試験×私見
[公法系科目]
〔第1問〕(配点:100点)
20××年,欧州宇宙機関の調査により,10年後に地球に小惑星が衝突することが判明した。小惑星の衝突を回避することは,現在の科学技術をもってしては不可能であった。小惑星衝突による被害としては,地球上の生命のほぼ99パーセントが消失するであろうということであった。
このことは,当初,一般に公開されることはなく,先進主要国のごく一部のみが知る情報とされた。そして,情報を知りえた各国は,秘密裏に小惑星の衝突にも耐えうるシェルターの建設を開始した。日本も,その内の1つであった。
小惑星衝突判明の約1か月後,A国人ハッカーによって,小惑星衝突の情報は盗み出され,その内容が一般に知れ渡ることになった。それにより,各地で事故や暴動が相次いだ。
小惑星衝突まで,あと8年となり,国会は「小惑星衝突災害復興基本法」という法律を公布・施行した。
小惑星衝突災害復興基本法は,その目的として,「小惑星衝突により崩壊した世界を,より早期に復興するための基本的な措置や制度を定めること」が掲げられている。
そして,同法25条には,小惑星衝突に耐えられるシェルターを使用することを許可される者についての定めがなされている。

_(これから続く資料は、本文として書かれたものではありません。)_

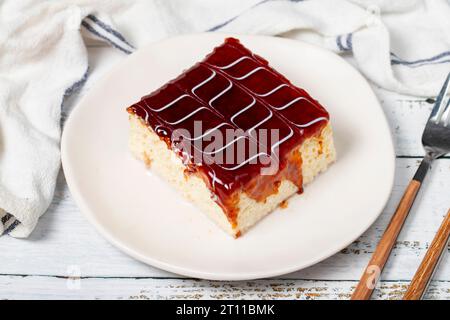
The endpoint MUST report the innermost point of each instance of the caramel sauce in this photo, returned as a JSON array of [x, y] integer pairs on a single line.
[[234, 89]]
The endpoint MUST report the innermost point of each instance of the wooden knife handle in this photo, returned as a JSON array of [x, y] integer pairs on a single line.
[[426, 269], [373, 270]]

それによると,シェルターの利用を許可されるのは,次に掲げる①から⑦の者とその三親等以内の親族とされている。
①国会議員
②国務大臣
③省令で定めるところの一定の公務員
④内閣総理大臣が指定した医師,薬剤師等
⑤内閣総理大臣が指定した文化,学芸,芸術等に秀でた者
⑥昨年度の納税額が3億円を超えた者
⑦その他,何らかについて特に優れた者
なお,小惑星衝突までシェルターを建設し続けたとしても,シェルターを利用できる国民は,全国民の1割程度であると試算されている。
Bは,日本国籍を有し,日本国内に居住している。
Bは,シェルター利用許可申請をしたが,不許可処分がなされた。
そこで,Bは自分がシェルターを利用できるように請求したいと考え,国を相手に訴訟を提起することにした。
〔設問1〕
あなたがBの訴訟代理人となった場合,どのような訴訟を提起するか。そして,その訴訟において,あなたが訴訟代理人として行う憲法上の主張を述べなさい。
〔設問2〕
国側の反論についてポイントのみを簡潔に述べた上で,あなた自身の見解を述べなさい。